What if you don't have ramekins?
That's ok! You can totally use regular muffin tins – just make sure to grease them very well with cooking spray and make sure to divide the filling by the entire 12 muffin cups. The serving sizes will be smaller, but the bake time should be about the same (aim for the lower end of 15 minutes). You will likely be able to eat 2-3 as a serving as opposed to the one ramekin if you choose to use muffin tins.

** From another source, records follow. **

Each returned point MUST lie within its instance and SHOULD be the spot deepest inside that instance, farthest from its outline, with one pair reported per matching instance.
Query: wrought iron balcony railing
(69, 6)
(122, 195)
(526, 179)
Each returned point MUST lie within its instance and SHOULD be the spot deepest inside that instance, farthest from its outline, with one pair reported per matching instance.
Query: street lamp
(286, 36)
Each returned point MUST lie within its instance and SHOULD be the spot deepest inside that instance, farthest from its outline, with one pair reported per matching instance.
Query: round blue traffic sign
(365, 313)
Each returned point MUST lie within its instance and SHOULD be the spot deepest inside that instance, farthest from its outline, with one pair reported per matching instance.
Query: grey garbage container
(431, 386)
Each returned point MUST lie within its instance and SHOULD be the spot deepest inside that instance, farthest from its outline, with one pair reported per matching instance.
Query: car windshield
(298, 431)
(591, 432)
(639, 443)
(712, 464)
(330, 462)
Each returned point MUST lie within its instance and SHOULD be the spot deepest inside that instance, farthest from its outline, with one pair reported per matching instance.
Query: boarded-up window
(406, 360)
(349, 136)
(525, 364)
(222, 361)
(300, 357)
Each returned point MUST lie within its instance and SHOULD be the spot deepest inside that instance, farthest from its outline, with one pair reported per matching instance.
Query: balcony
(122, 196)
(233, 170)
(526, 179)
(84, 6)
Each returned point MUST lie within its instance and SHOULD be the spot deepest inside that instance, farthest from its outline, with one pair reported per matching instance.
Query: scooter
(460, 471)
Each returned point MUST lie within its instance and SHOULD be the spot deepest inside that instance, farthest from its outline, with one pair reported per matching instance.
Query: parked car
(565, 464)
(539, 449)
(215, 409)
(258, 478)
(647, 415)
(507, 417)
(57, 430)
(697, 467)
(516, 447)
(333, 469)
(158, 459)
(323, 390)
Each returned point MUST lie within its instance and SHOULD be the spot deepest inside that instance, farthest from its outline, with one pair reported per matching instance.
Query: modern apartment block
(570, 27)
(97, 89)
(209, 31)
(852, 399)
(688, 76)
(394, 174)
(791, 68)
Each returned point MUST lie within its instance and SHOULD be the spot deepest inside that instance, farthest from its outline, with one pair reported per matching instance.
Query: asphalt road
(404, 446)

What type of lasagna noodles?
I always use oven ready lasagna noodles because you aren't cooking your lasagna as long as you would a full tray of lasagna. This way you can ensure you'll have al dente noodles in the end as you are only baking for 15-20 minutes and a full tray of lasagna typically takes 45 minutes or more.
Storing and reheating
You can store these mini lasagna cups in the fridge up to 5 days – sprinkle a bit of water overtop before reheating, then reheat on high in the microwave for 2-3 minutes, gently stirring halfway through to encourage even heating. These lasagnas make the perfect leftovers, and you can reheat right in the ramekins!
Freezing mini lasagna
On busy nights, lasagna is seriously my go-to. I need something I can pull out of the freezer, or I at least need to have a plan in place to make dinner quick and easy. Sometimes if I have a little extra time on a Sunday I’ll prep some of my meals ahead of time so that they’re ready to pop in the oven. These Super Easy Mini Vegetable Lasagna Cups do the trick!

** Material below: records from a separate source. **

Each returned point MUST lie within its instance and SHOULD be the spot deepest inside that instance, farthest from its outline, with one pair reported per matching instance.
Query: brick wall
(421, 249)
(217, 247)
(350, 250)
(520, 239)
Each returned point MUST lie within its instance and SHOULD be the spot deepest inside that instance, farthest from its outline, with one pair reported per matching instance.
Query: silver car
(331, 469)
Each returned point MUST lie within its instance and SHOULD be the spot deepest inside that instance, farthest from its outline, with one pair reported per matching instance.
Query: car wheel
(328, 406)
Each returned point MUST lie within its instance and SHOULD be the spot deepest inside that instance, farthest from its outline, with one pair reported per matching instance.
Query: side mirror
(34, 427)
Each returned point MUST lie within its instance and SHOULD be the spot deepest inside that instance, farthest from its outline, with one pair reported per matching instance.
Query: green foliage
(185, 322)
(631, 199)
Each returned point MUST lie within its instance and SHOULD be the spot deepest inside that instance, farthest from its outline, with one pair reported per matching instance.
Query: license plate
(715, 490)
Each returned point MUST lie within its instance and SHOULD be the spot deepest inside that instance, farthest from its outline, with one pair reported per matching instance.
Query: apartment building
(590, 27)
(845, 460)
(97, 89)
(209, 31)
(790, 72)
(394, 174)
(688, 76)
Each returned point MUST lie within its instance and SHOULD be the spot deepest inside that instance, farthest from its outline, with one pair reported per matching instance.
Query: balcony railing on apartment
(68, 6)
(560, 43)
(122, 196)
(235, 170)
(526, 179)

You can freeze them right in the ramekins covered with foil or plastic wrap up to 3 months. You can reheat in the oven right from frozen at 375 F for 30-40 minutes. You can also defrost in the fridge overnight then reheat the same way you would the leftovers as stated above.
More comfort food recipes
Here are some more delicious dishes of mine that are perfect for winter!
Meal prep tools for this recipe
Super Easy Mini Vegetable Lasagnas
- 1 tbsp olive oil
- 1/2 cup ricotta cheese
- 1 cup oven ready lasagna noodles, broken up
- 1 red or yellow pepper, diced
- 1/2 cup mushrooms, sliced
- 1/2 cup broccoli, chopped
- 1/2 cup zucchini, chopped
- 1/2 tsp each Salt & pepper to taste
- 1 cup pasta sauce
- 1/2 cup mozzarella cheese, grated
- 1-2 tbsp chopped fresh basil
- Preheat the oven to 400 F. Grease four (8 oz/1 cup sized) ramekins with olive oil.

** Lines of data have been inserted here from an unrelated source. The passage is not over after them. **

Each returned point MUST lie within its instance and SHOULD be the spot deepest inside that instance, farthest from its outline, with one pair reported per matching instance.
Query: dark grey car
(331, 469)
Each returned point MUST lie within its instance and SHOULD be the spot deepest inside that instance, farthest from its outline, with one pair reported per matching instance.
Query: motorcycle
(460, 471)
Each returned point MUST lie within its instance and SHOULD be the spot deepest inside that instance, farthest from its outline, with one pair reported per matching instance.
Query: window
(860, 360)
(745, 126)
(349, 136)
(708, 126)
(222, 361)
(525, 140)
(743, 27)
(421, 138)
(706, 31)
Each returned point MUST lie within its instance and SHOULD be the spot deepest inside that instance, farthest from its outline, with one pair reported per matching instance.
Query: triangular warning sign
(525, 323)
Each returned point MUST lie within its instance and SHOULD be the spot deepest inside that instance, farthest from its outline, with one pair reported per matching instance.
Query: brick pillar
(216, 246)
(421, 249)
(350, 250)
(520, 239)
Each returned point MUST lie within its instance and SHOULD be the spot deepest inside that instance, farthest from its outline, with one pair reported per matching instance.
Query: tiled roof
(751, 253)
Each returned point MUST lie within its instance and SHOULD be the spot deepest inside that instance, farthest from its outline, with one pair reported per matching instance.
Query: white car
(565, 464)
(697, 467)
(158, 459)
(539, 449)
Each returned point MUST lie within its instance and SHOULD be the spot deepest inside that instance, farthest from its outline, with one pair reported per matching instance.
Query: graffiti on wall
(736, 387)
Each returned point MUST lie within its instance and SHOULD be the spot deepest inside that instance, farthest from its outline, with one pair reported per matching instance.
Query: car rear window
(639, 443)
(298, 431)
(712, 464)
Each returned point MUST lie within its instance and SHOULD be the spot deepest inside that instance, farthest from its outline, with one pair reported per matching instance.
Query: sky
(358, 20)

- Divide fillings evenly among ramekins, starting with ricotta cheese, then lasagna noodles, veggies and more ricotta. Top with more lasagna noodles and pour a bit of pasta sauce over top (about 1/4 cup's worth). Add grated mozzarella cheese to the top of each ramekin.
- Bake in the oven for 20-25 minutes until lasagna noodles are al dente and cheese is melted. Remove from oven, top with fresh basil and serve.